Otherwise I don't follow anime at all. I just search random ones up based on some preferences and see if it's any good. There's a lot of crap to wade through when looking for anime...it's like Wii games.


----------



## Sora de Eclaune (Jun 28, 2011)

Hells Malice said:
			
		

> There's a lot of crap to wade through when looking for anime...it's like Wii games.


Except with Wii games, there're more waggling of long objects, and with anime there's less crap.


----------



## machomuu (Jun 28, 2011)

Sora de Eclaune said:
			
		

> Hells Malice said:
> 
> 
> 
> ...


I dunno, there's a lot of waggling and crap in anime, I'd say just as much.  Only real difference is some crappy anime are actually popular, just look at _that_ one particular anime in The Big 3.


----------



## ChaosZero816 (Jun 29, 2011)

I'm looking forward to Baka to Test to Shoukanjuu Ni!

Other than that, not much really. I'll probably check out the others and see if they are worth watching.


----------



## prowler (Jul 3, 2011)

Hells Malice said:
			
		

> Angel Beats!


How is the dub?
I want to watch again but not sure if to go with the dub or not.

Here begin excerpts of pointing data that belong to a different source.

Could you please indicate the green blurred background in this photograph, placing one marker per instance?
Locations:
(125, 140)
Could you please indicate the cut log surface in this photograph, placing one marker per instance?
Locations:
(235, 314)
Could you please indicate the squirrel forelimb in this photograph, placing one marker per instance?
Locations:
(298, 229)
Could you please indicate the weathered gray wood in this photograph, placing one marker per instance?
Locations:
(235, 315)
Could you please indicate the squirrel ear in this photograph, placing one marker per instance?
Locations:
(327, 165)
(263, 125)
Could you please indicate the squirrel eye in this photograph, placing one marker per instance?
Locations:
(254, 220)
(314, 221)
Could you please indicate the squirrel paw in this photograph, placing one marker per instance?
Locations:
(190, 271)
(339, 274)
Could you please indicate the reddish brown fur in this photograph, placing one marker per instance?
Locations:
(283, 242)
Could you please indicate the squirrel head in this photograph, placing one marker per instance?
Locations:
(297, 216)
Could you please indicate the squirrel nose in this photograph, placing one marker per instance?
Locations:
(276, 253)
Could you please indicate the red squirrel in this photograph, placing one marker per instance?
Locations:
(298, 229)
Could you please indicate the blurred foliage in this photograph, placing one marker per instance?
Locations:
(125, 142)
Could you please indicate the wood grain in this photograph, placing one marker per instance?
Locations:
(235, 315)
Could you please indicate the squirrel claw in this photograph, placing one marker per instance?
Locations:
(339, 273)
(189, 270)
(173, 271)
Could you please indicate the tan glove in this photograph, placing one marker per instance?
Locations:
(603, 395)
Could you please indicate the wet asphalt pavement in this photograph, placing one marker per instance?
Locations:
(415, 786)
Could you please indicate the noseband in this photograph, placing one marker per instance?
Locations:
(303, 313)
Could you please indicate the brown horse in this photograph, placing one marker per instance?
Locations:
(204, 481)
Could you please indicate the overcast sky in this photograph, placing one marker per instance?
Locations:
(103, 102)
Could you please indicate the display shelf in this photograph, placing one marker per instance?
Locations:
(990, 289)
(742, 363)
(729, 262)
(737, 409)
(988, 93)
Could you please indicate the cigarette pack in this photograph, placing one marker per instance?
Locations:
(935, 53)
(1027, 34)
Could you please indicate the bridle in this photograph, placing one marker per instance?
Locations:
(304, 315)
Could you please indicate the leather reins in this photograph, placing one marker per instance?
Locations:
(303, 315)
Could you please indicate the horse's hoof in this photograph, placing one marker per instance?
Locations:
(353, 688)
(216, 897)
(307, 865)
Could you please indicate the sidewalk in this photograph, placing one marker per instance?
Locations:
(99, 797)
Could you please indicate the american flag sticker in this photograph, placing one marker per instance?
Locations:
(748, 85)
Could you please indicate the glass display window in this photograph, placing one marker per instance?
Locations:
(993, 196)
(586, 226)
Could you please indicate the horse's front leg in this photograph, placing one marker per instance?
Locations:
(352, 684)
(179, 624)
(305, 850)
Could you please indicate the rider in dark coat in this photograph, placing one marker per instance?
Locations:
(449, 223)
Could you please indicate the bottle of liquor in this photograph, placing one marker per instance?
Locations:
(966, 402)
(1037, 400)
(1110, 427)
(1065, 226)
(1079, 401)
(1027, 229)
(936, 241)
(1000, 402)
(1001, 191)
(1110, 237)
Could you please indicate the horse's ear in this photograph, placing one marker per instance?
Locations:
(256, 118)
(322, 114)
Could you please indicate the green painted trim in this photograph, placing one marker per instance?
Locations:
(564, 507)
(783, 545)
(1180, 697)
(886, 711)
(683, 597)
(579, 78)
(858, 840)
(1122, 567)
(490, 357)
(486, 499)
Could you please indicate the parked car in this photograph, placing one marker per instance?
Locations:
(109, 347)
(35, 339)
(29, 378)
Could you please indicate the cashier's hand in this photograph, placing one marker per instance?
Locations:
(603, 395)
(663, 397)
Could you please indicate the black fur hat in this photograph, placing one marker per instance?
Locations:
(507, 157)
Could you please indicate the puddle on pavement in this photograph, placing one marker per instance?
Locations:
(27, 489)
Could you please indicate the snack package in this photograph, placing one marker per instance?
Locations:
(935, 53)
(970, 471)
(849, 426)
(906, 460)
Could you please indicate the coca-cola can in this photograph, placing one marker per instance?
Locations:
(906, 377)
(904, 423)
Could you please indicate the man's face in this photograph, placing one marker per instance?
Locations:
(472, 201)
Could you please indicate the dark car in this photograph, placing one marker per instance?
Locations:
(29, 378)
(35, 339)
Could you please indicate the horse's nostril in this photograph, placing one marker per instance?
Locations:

Anyway if I actually watch anything this season it would be
- Sacred Seven
- No. 6
- Valkyria Chronicles 3 OVA


----------



## Gundam Eclipse (Jul 3, 2011)

FATE MOTHERFUCKING ZERO
Shakugan no Shana since it was one of my first anime
CODE MOTHERFUCKING GEASS
MOTHERFUCKING PERSONA 4
Girl's Work


----------



## Hells Malice (Jul 5, 2011)

prowler_ said:
			
		

> Hells Malice said:
> 
> 
> 
> ...




I personally love it so far. But i'm a huge fan of most of the English VA's, so I may be a little biased.


----------



## hikeero (Jul 5, 2011)

1. baka to test season 2
2. kami-sama no memo-chou
3. nurarihyon no mago:sennen makyou (season 2)


----------